Yea, spell check said so
Thanks so much Evan, for the nice comment. There was definately a lot of quick breath taking during the solo on the tune that plays through the home page.
I'm trying to figure out what I do by sitting here and blowing out and breathing and such..I must look ridiculous haha.
I don't believe I myself exhale. Helps make it a fluid motion in my opinion. Breathe in, out by playing, in as necessary, out...
I don't know if that's for sure how you're supposed to do it, but I've never had a problem. I would just do what feels most comfortable/natural (they could be different).

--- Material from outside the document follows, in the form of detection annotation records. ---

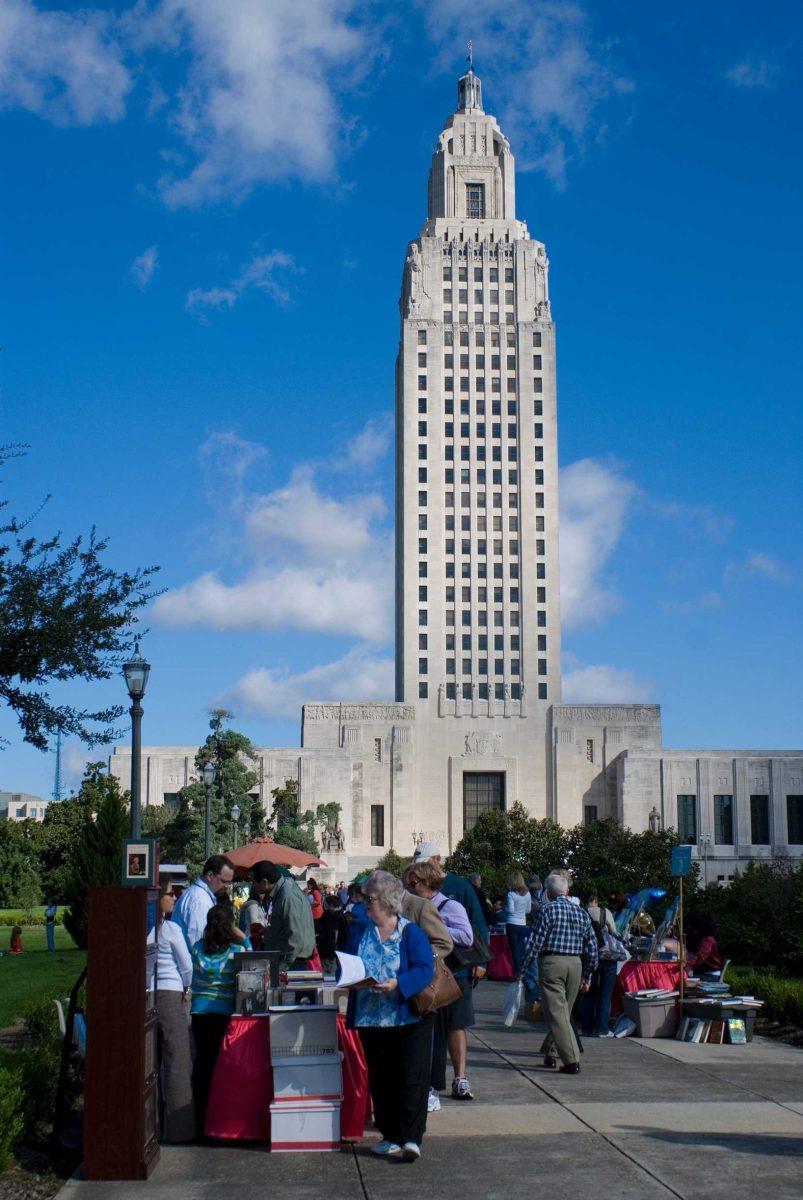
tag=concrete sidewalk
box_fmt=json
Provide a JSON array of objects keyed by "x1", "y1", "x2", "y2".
[{"x1": 59, "y1": 983, "x2": 803, "y2": 1200}]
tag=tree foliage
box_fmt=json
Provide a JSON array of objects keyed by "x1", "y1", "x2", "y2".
[
  {"x1": 143, "y1": 708, "x2": 265, "y2": 874},
  {"x1": 268, "y1": 779, "x2": 318, "y2": 854},
  {"x1": 64, "y1": 762, "x2": 130, "y2": 949},
  {"x1": 0, "y1": 821, "x2": 42, "y2": 908},
  {"x1": 449, "y1": 804, "x2": 678, "y2": 900},
  {"x1": 0, "y1": 448, "x2": 157, "y2": 750},
  {"x1": 689, "y1": 858, "x2": 803, "y2": 976}
]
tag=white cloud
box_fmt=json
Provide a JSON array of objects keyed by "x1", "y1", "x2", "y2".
[
  {"x1": 221, "y1": 646, "x2": 394, "y2": 720},
  {"x1": 131, "y1": 246, "x2": 158, "y2": 289},
  {"x1": 725, "y1": 550, "x2": 791, "y2": 583},
  {"x1": 130, "y1": 0, "x2": 370, "y2": 206},
  {"x1": 0, "y1": 0, "x2": 132, "y2": 125},
  {"x1": 185, "y1": 250, "x2": 298, "y2": 320},
  {"x1": 561, "y1": 458, "x2": 636, "y2": 629},
  {"x1": 154, "y1": 565, "x2": 392, "y2": 642},
  {"x1": 421, "y1": 0, "x2": 633, "y2": 185},
  {"x1": 725, "y1": 55, "x2": 779, "y2": 91},
  {"x1": 154, "y1": 448, "x2": 394, "y2": 644},
  {"x1": 342, "y1": 413, "x2": 394, "y2": 469},
  {"x1": 661, "y1": 590, "x2": 723, "y2": 617},
  {"x1": 562, "y1": 665, "x2": 653, "y2": 704}
]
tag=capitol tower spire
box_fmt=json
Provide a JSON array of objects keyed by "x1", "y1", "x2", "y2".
[{"x1": 396, "y1": 60, "x2": 561, "y2": 812}]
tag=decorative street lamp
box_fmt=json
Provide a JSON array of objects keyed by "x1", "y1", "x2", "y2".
[
  {"x1": 122, "y1": 642, "x2": 150, "y2": 838},
  {"x1": 202, "y1": 762, "x2": 216, "y2": 862}
]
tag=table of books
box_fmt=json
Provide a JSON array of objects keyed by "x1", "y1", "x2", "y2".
[
  {"x1": 611, "y1": 959, "x2": 681, "y2": 1014},
  {"x1": 204, "y1": 1014, "x2": 371, "y2": 1142}
]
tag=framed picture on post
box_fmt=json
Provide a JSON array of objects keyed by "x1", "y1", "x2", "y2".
[{"x1": 122, "y1": 838, "x2": 158, "y2": 888}]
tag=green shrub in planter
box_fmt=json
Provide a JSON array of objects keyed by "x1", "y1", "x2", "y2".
[{"x1": 0, "y1": 1067, "x2": 25, "y2": 1171}]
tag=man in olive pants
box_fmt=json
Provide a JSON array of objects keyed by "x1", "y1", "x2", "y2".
[{"x1": 517, "y1": 874, "x2": 597, "y2": 1075}]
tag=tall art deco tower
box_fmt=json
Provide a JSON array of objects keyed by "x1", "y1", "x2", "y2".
[{"x1": 396, "y1": 68, "x2": 561, "y2": 825}]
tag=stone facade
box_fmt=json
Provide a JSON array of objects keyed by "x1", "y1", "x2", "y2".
[{"x1": 110, "y1": 71, "x2": 803, "y2": 881}]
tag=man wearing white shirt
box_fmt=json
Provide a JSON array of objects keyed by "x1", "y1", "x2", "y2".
[{"x1": 173, "y1": 854, "x2": 234, "y2": 954}]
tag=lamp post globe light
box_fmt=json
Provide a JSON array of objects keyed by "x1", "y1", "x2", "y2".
[
  {"x1": 122, "y1": 642, "x2": 150, "y2": 838},
  {"x1": 202, "y1": 762, "x2": 216, "y2": 862}
]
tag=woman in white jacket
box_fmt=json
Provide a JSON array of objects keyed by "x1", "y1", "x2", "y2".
[{"x1": 504, "y1": 871, "x2": 533, "y2": 974}]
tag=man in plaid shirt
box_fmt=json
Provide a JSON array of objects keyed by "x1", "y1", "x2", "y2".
[{"x1": 517, "y1": 874, "x2": 598, "y2": 1075}]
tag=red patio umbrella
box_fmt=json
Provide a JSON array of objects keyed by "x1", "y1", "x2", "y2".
[{"x1": 227, "y1": 838, "x2": 326, "y2": 875}]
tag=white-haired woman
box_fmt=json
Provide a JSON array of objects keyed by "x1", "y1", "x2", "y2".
[{"x1": 348, "y1": 871, "x2": 435, "y2": 1163}]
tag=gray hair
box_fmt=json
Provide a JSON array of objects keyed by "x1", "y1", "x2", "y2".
[
  {"x1": 362, "y1": 871, "x2": 405, "y2": 917},
  {"x1": 545, "y1": 871, "x2": 569, "y2": 900}
]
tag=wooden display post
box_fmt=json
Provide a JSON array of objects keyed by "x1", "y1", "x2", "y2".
[{"x1": 84, "y1": 887, "x2": 158, "y2": 1180}]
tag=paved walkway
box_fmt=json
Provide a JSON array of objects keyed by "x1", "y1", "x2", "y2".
[{"x1": 59, "y1": 984, "x2": 803, "y2": 1200}]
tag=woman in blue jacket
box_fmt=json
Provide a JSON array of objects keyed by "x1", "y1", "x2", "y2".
[{"x1": 348, "y1": 871, "x2": 435, "y2": 1163}]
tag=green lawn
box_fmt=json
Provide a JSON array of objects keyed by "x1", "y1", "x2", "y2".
[{"x1": 0, "y1": 910, "x2": 86, "y2": 1030}]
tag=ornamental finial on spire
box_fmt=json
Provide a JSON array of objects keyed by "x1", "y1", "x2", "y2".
[{"x1": 457, "y1": 38, "x2": 483, "y2": 113}]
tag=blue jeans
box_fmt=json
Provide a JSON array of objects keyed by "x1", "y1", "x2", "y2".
[
  {"x1": 580, "y1": 959, "x2": 617, "y2": 1037},
  {"x1": 504, "y1": 922, "x2": 529, "y2": 974}
]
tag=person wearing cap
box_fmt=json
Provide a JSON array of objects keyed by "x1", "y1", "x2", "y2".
[
  {"x1": 252, "y1": 862, "x2": 314, "y2": 971},
  {"x1": 413, "y1": 841, "x2": 489, "y2": 1100}
]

I've heard something mentioned about people getting dizzy from exhaling all and breathing all in. I suppose that might make sense, given you're then going to be taking in massive breaths that you obviously don't need all the air of. However, this is just something I've heard, I wouldn't take it to heart necessarily.
better be careful who is calling who a lier --that is not really nice --- naughty, naughty, naughty -- but I am curious as to what is considered calling another a lier --mmmmmmmmmm I get confused so easily anyhow .
I don't believe a word of this. I think that we just have a great deal of inconsistency in SOs playing. I would suggest not trying to reinvent the wheel.
I sight read and still have no problem with flow. I pencil in my breath marks on most of my music ... and later may change them. Flow does seem easier with vocal phrasing.
+1 the common problem throughout public schooling IMO. As my instrumental music instructor - HS band director - tutor compared it to the game of golf, "You won't win the game if you don't play all 18 holes."
It's called hyperventilation, and yes, it can bring on dizziness and possibly cause physical collapse and unconciousness. Seemingly, it is often relieved by slowly exhaling and inhaling from a paper bag if accomplished before unconcious, as then respiratory therapy must be immediately effected as may be inclusive of CPR. Hopefully, it doesn't go as far as atrial fibrillation requiring the defribrillation paddles. Whenever it is necessary to initiate respiratory therapy, call 911 for emergency help.